Lorsqu’un patient décide d’engager des poursuites suite à un dommage survenu au décours d’une prise en charge médico-chirurgicale, il arrive fréquemment qu’il mette en cause tous les praticiens qui l’ont alternativement ou successivement pris en charge.
C’est notamment le cas en gynécologie-obstétrique, où le suivi de la grossesse peut être assuré par un premier praticien, tandis que l’accouchement est effectué par un autre, voire par plusieurs autres, en cas de complications.
Une fois évacué tout risque de conflit d’intérêts entre les différents praticiens, se pose la question de la stratégie de défense à mettre en place : défense individuelle ou défense collective ?
Une étude rétrospective des dossiers impliquant plusieurs gynécologues-obstétriciens nous a permis de constater que leur défense était d’autant plus efficace lorsqu’elle était commune, c’est-à-dire lorsqu’elle était assurée par les mêmes conseils (avocats et médecins).
C’est notamment l’enseignement que l’on tire d’un dossier dans lequel nous avons assisté trois praticiens : deux gynécologues-obstétriciens, les Docteurs A et B, et un anesthésiste-réanimateur, le Docteur C.
Il s’agissait d’une jeune femme de 25 ans qui confiait le suivi de sa première grossesse alternativement aux Docteurs A et B, lesquels ne constataient aucune anomalie.
A 41 semaines d’aménorrhée, la parturiente était prise en charge par le Docteur B, suite à la rupture prématurée de la poche des eaux, avec issue de liquide amniotique clair.

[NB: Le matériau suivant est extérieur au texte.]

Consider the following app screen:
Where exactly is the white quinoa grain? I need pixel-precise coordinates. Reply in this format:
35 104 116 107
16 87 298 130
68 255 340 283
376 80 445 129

Un prélèvement vaginal montrait la présence d’un Entérocoque spp, pour le traitement duquel était administré du Clamoxyl (Amoxicilline).
Dans la nuit, suite à l’apparition de contractions utérines de bonne intensité, le Docteur C procédait à l’anesthésie.
Le reliquat de la poche des eaux était ensuite artificiellement rompu par la sage-femme, qui constatait cette fois la présence de liquide méconial, ce qu’elle ne rapportait pas au Docteur B, qui terminait sa prise en charge.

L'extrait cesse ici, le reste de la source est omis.